The script depends on the following Python libraries:
ete3
PyQt5
asymmetree
pandas
The user needs to provide several initial parameters:
- Lmin: Minimum number of leaves per tree (integer, 5 ≤ Lmin < 500).
- Lmax: Maximum number of leaves per tree (integer, Lmin < Lmax ≤ 500).
- Ngen: Number of trees to generate (integer, 3 ≤ Ngen ≤ 500).
- Plevel: Average level of overlap (common leaves) between trees, as a decimal (0.2 ≤ plevel ≤ 0.7).
The overlap level between trees is calculated based on the number of common leaves between them, with additional controls to ensure the desired level of overlap.

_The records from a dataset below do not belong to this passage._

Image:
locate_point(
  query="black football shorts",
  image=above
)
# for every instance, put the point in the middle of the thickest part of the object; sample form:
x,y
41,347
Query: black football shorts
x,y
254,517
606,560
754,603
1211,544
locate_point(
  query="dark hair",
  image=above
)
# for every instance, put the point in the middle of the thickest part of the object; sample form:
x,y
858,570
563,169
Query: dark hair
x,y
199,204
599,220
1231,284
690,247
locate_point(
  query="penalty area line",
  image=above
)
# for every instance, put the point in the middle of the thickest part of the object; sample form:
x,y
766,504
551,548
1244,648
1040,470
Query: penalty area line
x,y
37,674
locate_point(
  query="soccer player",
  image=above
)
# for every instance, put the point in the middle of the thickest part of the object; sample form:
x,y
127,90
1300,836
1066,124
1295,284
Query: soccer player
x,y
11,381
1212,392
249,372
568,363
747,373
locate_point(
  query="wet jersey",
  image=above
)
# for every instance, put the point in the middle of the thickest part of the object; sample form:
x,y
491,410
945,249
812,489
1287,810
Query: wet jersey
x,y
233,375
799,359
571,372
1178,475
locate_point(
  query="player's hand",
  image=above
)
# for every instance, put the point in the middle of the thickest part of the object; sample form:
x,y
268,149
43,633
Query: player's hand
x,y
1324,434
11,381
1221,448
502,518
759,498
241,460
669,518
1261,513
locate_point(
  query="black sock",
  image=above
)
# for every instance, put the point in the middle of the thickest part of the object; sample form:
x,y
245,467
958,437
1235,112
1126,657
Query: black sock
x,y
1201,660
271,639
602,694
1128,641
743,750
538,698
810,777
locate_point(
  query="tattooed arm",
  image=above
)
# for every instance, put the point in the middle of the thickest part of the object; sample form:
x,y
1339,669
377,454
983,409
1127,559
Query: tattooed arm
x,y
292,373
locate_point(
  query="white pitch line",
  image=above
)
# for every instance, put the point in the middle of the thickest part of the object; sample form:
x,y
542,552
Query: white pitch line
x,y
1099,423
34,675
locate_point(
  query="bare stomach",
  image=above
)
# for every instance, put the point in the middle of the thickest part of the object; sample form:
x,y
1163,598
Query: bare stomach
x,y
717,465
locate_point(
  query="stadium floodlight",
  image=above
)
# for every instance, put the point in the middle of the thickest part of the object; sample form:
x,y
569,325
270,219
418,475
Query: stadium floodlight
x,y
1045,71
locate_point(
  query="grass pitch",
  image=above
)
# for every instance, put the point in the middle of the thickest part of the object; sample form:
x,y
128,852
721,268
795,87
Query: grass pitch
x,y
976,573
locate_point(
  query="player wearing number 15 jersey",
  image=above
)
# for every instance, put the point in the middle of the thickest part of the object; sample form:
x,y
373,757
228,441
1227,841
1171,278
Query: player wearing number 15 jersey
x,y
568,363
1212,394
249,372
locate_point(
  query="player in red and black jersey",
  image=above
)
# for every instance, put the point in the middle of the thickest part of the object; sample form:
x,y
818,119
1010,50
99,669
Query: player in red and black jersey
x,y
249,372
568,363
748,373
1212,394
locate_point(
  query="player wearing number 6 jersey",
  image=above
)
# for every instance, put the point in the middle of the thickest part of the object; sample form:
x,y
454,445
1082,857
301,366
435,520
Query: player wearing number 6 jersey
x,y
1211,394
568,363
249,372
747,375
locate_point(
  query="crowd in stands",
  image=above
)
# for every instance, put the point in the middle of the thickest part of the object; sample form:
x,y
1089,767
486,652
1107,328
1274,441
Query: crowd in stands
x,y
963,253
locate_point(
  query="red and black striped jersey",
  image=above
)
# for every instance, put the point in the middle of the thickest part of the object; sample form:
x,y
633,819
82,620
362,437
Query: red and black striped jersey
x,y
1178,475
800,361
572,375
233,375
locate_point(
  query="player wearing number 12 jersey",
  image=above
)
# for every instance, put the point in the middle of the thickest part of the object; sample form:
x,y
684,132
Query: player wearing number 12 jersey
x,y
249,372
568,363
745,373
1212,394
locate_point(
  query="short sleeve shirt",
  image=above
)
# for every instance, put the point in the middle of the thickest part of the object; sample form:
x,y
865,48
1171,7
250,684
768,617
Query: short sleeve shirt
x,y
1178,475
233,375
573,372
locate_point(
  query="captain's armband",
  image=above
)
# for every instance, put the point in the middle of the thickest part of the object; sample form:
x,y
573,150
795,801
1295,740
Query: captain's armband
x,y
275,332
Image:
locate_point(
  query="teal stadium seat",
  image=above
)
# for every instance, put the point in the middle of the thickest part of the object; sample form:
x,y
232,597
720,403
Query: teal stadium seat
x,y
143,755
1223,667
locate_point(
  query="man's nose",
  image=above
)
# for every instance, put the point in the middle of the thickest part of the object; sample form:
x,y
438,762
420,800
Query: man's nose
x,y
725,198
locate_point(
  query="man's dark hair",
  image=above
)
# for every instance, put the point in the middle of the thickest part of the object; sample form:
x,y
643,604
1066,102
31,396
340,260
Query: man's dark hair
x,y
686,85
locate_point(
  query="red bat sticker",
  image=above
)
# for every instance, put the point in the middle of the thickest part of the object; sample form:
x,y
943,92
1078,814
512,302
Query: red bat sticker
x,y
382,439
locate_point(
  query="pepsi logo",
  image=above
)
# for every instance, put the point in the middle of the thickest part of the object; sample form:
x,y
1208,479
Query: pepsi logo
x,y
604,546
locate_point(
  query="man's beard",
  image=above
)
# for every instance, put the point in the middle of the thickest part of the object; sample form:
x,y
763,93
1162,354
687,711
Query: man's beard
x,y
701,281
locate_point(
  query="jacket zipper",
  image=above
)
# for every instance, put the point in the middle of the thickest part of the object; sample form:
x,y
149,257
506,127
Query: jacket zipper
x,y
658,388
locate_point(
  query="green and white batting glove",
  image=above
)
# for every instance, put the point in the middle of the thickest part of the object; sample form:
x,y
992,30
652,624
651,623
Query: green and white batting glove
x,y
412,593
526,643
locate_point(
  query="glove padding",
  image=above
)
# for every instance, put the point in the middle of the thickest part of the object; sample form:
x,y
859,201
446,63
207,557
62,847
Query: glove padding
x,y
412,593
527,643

Currently, the generator works slow for the levels of overlap <0.2 and >0.7.
The basic workflow:
To run the script, use the following command:
python gptree.py Lmin Lmax Ngen plevel
python gptree.py 15 25 30 0.5
This will generate 30 trees with leaves ranging from 15 to 25 and an average overlap of 0.5. The trees will be saved in the following files:
- Gene trees:
genetrees_50.txt
- Species trees:
speciestrees_50.txt
The generated trees are saved in Newick format:
genetrees_XX.txt
: Contains the gene trees with the specified overlap level (XX = plevel * 100).speciestrees_XX.txt
: Contains the species trees used for generating the gene trees.
See examples of generated datasets here.
The Jupiter notebook also contains steps to validate the generated dataset (tree visualization, number of trees and leaves, and level of overlap).